In 2010 and 2011, after eight student suicides attributed to bullying rocked the community, students in the district filed federal civil rights lawsuits complaining that a district “no promo homo” rule — a colloquialism describing school policies that prevent staff from discussing LGBT topics, supposedly because such talk promotes homosexuality — stopped school administrators from enforcing students’ rights and protecting them from violence. Because of the policy, harassment and taunting went unchecked, the student plaintiffs charged.

In 2012, the district settled the main lawsuit by entering into an agreement with the U.S. Departments of Education and Justice in which it committed to an extensive list of changes aimed at altering the climate in the schools. Federal oversight of the settlement lapsed in 2017, the year that incoming U.S. Education Secretary Betsy DeVos proposed rescinding Obama-era guidance on civil rights protections for LGBT students.

Minnesota law does not require gender-neutral bathrooms in schools or other public facilities, but the state Department of Education in 2017 released extensive guidance for schools outlining steps they could take to protect gender-nonconforming students. Over Wardlow’s signature, the alliance sent a letter to every district in the state laying out its opposition to the guidelines and insisting that accommodating students’ preferred personal pronouns violated the free-speech rights of other students.

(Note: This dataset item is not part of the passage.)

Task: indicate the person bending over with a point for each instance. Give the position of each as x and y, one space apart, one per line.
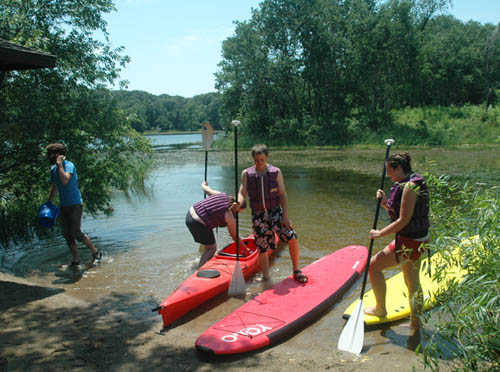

A relative unknown, Wardlow was considered a long shot for the attorney general seat until last week. A poll conducted in mid-September found six-term Rep. Keith Ellison, the first Muslim elected to Congress, favored over Wardlow for the AG seat 41 percent to 36 percent. But in a reversal, an Oct. 22 survey of 800 likely voters conducted by the Minneapolis Star Tribune and Minnesota Public Radio found Wardlow ahead 43 percent to 36 percent.

Ellison has struggled to shake domestic abuse allegations raised by a former girlfriend, Karen Monahan, who said in August that Ellison had engaged in “narcissistic abuse,” raged against her, and in one instance attempted to pull her off of a bed by the ankle. Monahan provided numerous text messages to Minnesota Public Radio, which characterized them as communications one would expect in a breakup. Ellison, whose ex-wife is a longtime member of the Minneapolis School Board, has denied the allegations.

Wardlow made the news himself earlier this month when he was captured on tape at a GOP fundraiser vowing to “fire 42 Democratic attorneys right off the bat and get Republican attorneys in there” if elected attorney general, MPR reported. He had been running on promises to depoliticize the agency, insisting that as attorney general he would uphold existing laws whether he agreed with them or not.

If Wardlow wins, he will be Minnesota’s first Republican attorney general in 50 years.